The relevance of time-bridging in human-human dialogue seems to stem largely from a need to avoid lengthy pauses, as these may cause both confusion and discomfort among the participants of a conversation (Levinson, 1983; Lundholm Fors, 2015). However, this avoidance of prolonged silence is at odds with the incremental nature of speech production in dialogue (Schlangen and Skantze, 2011): Speakers often start to verbalize their contribution before it is fully formulated, and sometimes even before they possess the information they need to provide, which may result in them running out of content mid-turn.
In this work, we elicit conversational data from humans, to learn how they avoid being silent while they search for information to convey to their interlocutor. We identify commonalities in the types of resources employed by different speakers, and we propose a classification scheme. We explore ways of modeling human time-buying behavior computationally, and we evaluate the effect on human listeners of embedding this behavior in a spoken dialogue system.

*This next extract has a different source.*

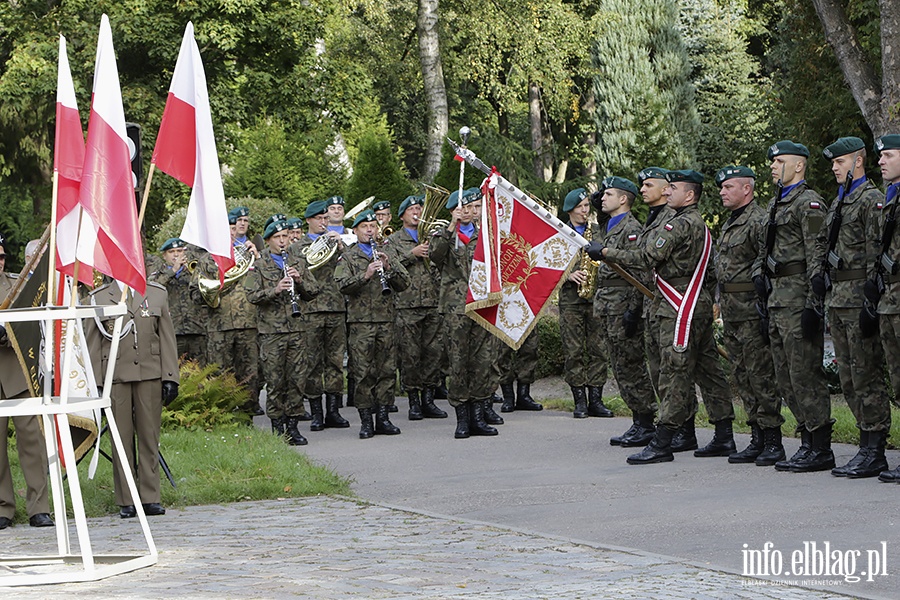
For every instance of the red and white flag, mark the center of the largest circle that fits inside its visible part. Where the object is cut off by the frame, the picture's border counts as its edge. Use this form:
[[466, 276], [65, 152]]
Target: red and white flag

Our results suggest that a system using conversational speech to bridge time while searching for information to convey (as humans do) can provide a better experience in several respects than one which remains silent for a long period of time. However, not all speech serves this purpose equally: Our experiments also show that a system whose time-buying behavior is more varied (i.e. which exploits several categories from the classification scheme we developed and samples them based on information from human data) can prevent overestimation of waiting time when compared, for example, with a system that repeatedly asks the interlocutor to wait (even if these requests for waiting are phrased differently each time). Finally, this research shows that it is possible to model human time-buying behavior on a relatively small corpus, and that a system using such a model can be preferred by participants over one employing a simpler strategy, such as randomly choosing utterances to produce during the wait —even when the utterances used by both strategies are the same.